Closed belforte closed 1 year ago
In the end the explanation of all the issues I had with environment is a (big) initial misunderstanding.
I thought that the job payload is executed inside Scram()
in a clean environment, just since it was done that way (but in the COMP) environment in the past.
Instead as @khurtado explained
cmsRun is executed through a subprocess call (+ a wrapper for the CMSSW setup) and not with Scram() , those variables are not lost (which is why the WM PYTHONPATH is removed by hand before executing it, but then put back for other stuff that needs it afterwards in the executor)
Also, quoting from https://github.com/dmwm/WMCore/wiki/Notes-about-environment-variables-passed-to-the-Scram-environment-or-modified-when-running-the-CMSSW-executable , :
The CMSSW executable (cmsRun) is not executed directly by the executor with Scram(). Instead, it runs a wrapper script that setups its own environment (with a name stepName-main.sh
. E.g.: cmsRun1-main.sh). This bash script is written on the fly and defined HERE.

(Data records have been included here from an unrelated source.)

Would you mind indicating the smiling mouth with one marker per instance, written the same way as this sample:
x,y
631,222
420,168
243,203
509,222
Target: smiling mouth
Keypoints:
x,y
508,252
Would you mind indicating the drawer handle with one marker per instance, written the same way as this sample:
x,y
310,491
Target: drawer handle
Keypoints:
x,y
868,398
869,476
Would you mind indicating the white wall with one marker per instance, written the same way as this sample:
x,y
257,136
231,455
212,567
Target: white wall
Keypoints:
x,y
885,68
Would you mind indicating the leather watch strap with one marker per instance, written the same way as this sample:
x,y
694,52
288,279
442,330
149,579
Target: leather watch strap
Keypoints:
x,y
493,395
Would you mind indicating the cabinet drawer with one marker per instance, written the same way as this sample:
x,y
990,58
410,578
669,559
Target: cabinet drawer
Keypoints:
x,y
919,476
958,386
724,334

Since this wrapper script is setting up its own scram environment, the script itself is called by simply using a subprocess call. However, some environment variables need to be overridden in order to avoid problems between the CMSSW environment and the WM environment.
The environment override is defined HERE and basically make sure that:
- The WM PYTHONPATH is not passed in the subprocess call.
_- It sets XRD_LOADBALANCERTTL
to workaround a problem at CERN related to the GSI authentication plugin and EOS with XRootD
- It sets the HOME
environment variable_
After all these changes in the environment, the CMSSW executable is invoked through this wrapper script HERE However, since we clean up the WM PYTHONPATH in the os system, other steps (e.g.: in the stepChain workflow) would fail after this if they can't find the WM libraries, so the original WM PYTHONPATH is put back in the environment after calling the cmssw executable/cmsRun wrapper.
So this is significantly different from current CRAB approach, and we need to decide if to change CRAB Job Wrapper to follow more closely what WMCore does and how much closely since we do not want to reproduce all WMA Step machinery.
Maybe as simple as use Scram(envCmd=...)
( from HERE ) to cleanup $PYTHONPATH and then run Scram()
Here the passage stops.